As it turned out, it was the woman’s turn to drop the bomb of knowledge on her head, and the Mother showed that she was much more responsible for the woman’s years of survival than was shown in the film.

It is horribly implied that she is not just a useful Idiot for the Mother’s machinations, but a creation of the Mother herself, lab-grown and micromanaged in the same way as the Daughter. She may have been among the first people Mother raised from embryo storage 38 years ago, before she was found and raised as an apparently orphaned child by a kindly couple of extinction survivors.

It seems that her arrival at the institution did not interrupt the Daughter’s examination, but was actually a key part of it, as the Mother was pulling the levers from behind the curtain all this time, like a regular Wizard of Oz. She played her part to perfection – and now that the Daughter has passed the exam, her continued existence is not needed. She dies off-screen at the Mother’s hand, which completes her role in the plan.

I am now a mother

Robot Child ends with Daughter returning to where it started, but her situation is reversed. She has, to a certain extent, learned the truth about Mother and knows that she cannot trust her. But now she is also tested and deceived by the outside world. As Blink-182 once said, “I guess it’s growing up.”
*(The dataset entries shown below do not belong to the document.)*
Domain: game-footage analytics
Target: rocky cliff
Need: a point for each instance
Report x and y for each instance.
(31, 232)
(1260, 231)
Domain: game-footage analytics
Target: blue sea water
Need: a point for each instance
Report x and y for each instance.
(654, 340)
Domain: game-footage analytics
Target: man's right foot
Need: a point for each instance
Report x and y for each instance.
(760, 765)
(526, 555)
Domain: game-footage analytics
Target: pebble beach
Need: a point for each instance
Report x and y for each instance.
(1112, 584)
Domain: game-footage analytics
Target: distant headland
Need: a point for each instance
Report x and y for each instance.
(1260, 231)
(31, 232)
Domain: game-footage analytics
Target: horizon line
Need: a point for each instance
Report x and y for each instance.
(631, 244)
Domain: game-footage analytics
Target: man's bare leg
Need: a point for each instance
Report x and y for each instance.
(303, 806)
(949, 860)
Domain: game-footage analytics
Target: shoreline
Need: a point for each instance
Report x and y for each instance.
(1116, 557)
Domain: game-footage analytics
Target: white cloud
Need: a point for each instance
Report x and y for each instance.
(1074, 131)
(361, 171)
Although her journey outside the institution with a woman was short, it was of great significance. Now she, according to the Daughter, has become a wiser person who has learned to trust herself, and not the outside world or the robot that raised her. She will pass this wisdom on to her brother, the helpless child she is now determined to raise. It’s a development that reimagines the story you’ve been watching right down to its very title. She is now a mother.
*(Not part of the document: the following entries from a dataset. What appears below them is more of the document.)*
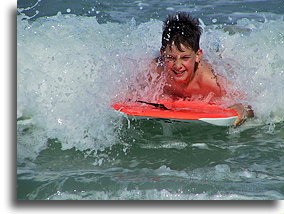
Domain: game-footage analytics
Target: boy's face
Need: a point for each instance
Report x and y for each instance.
(180, 65)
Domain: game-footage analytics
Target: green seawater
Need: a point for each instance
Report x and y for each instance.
(157, 160)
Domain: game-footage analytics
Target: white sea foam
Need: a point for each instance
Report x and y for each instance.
(70, 68)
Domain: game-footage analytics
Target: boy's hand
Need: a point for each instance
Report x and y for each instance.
(243, 113)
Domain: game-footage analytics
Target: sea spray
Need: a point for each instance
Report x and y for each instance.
(71, 68)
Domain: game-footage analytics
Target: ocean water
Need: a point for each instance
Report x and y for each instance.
(74, 58)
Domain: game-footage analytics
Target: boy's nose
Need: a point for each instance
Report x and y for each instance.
(178, 64)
Make no mistake, however, this is far from an uplifting ending, as much as it may seem to be so for the Daughter herself. By killing and replacing the Mother, she is only fulfilling the Mother’s master plan to create a new, better version of humanity. She feels independent, but she is not. It was all part of Mother’s plan.

As the film draws to a close, the Daughter looks at the thousands of remaining embryos in the facility, preparing for the difficult task ahead. The mother as she knew her is no more, but her plan lives on. Whatever the Daughter does next, she will always be the daughter of her Mother.
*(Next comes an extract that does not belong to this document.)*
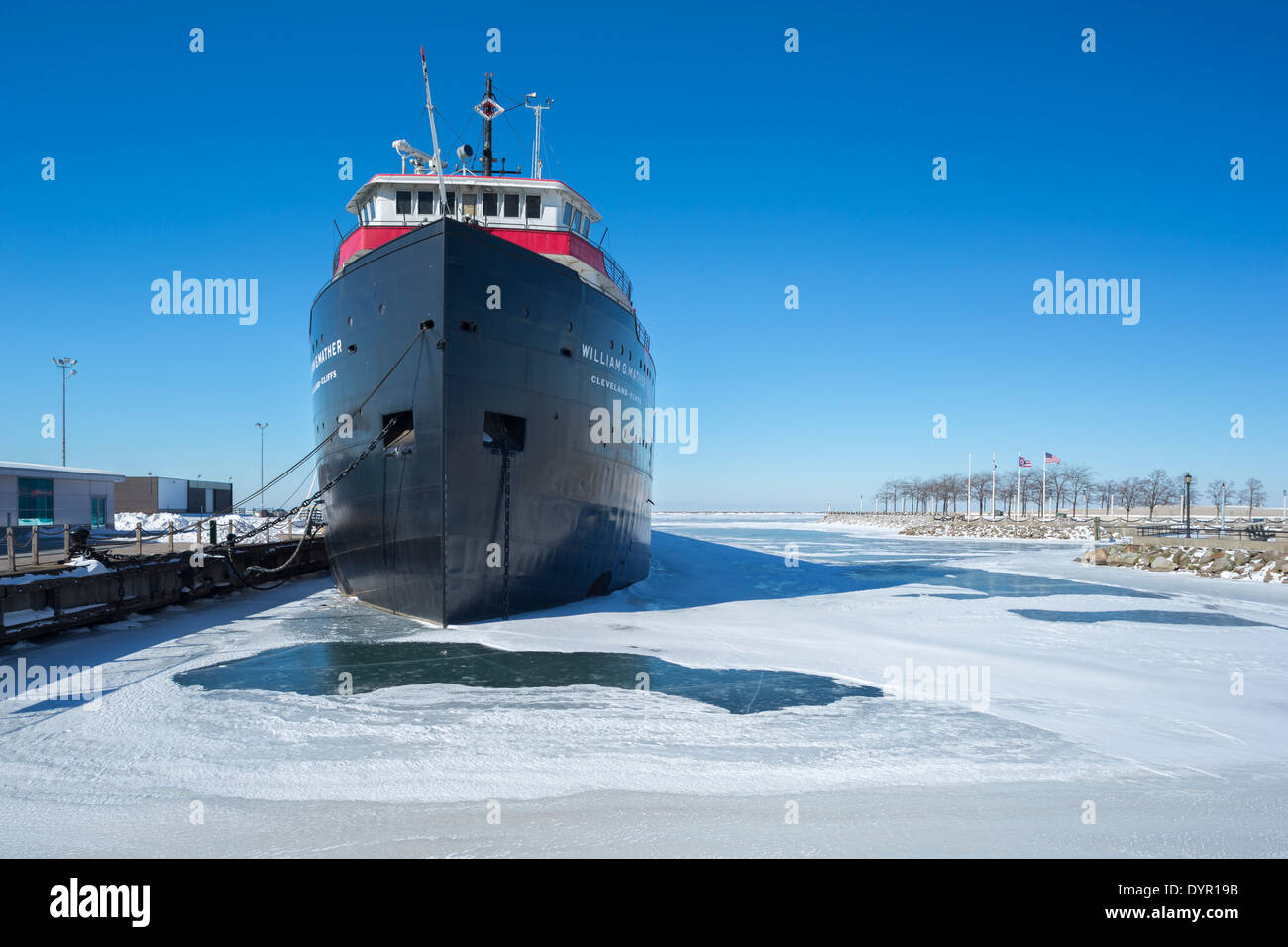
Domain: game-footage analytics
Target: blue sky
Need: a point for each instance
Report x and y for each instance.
(768, 169)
“I Am Mother” ending explained

The ending reveals all the secrets of this world. It becomes known that it was Mother who destroyed all of humanity and launched a project to reproduce it.

When the Daughter kills the Mother (the robot itself allows it to be done, as it recognizes the Daughter’s readiness to independently deal with this project), who says that she will come to her aid at the first call. And another robot, which also contains the Mother’s matrix, finds a woman with the help of a beacon and says that she was allegedly under someone’s protection all this time.

So the viewer can guess that the woman was also one of the Daughters and was needed for the last exam, which would show the girl’s readiness to continue working on the Mother’s project. After that, the Mother kills the woman, and the Daughter goes to the department with all the babies, realizing that now it all belongs to her and the responsibility for the restoration of humanity lies on her shoulders.

It is not clear whether this program was laid down in the Mother or whether she herself decided to act in this way after observing humanity, when she realized that it would destroy the Earth.

The film says that the new society must be ready to eradicate all those elements that are dangerous for other inhabitants of the planet, and this does not have to be destruction in the truest sense of the word, but rather re-education and the formation of new values.

But is this way correct? Each viewer must find the answer to this question for himself.

I hope I helped you find the meaning of the movie “Robot Child”, as well as understand its ending. If you have a different vision of the film, write your version in the comments.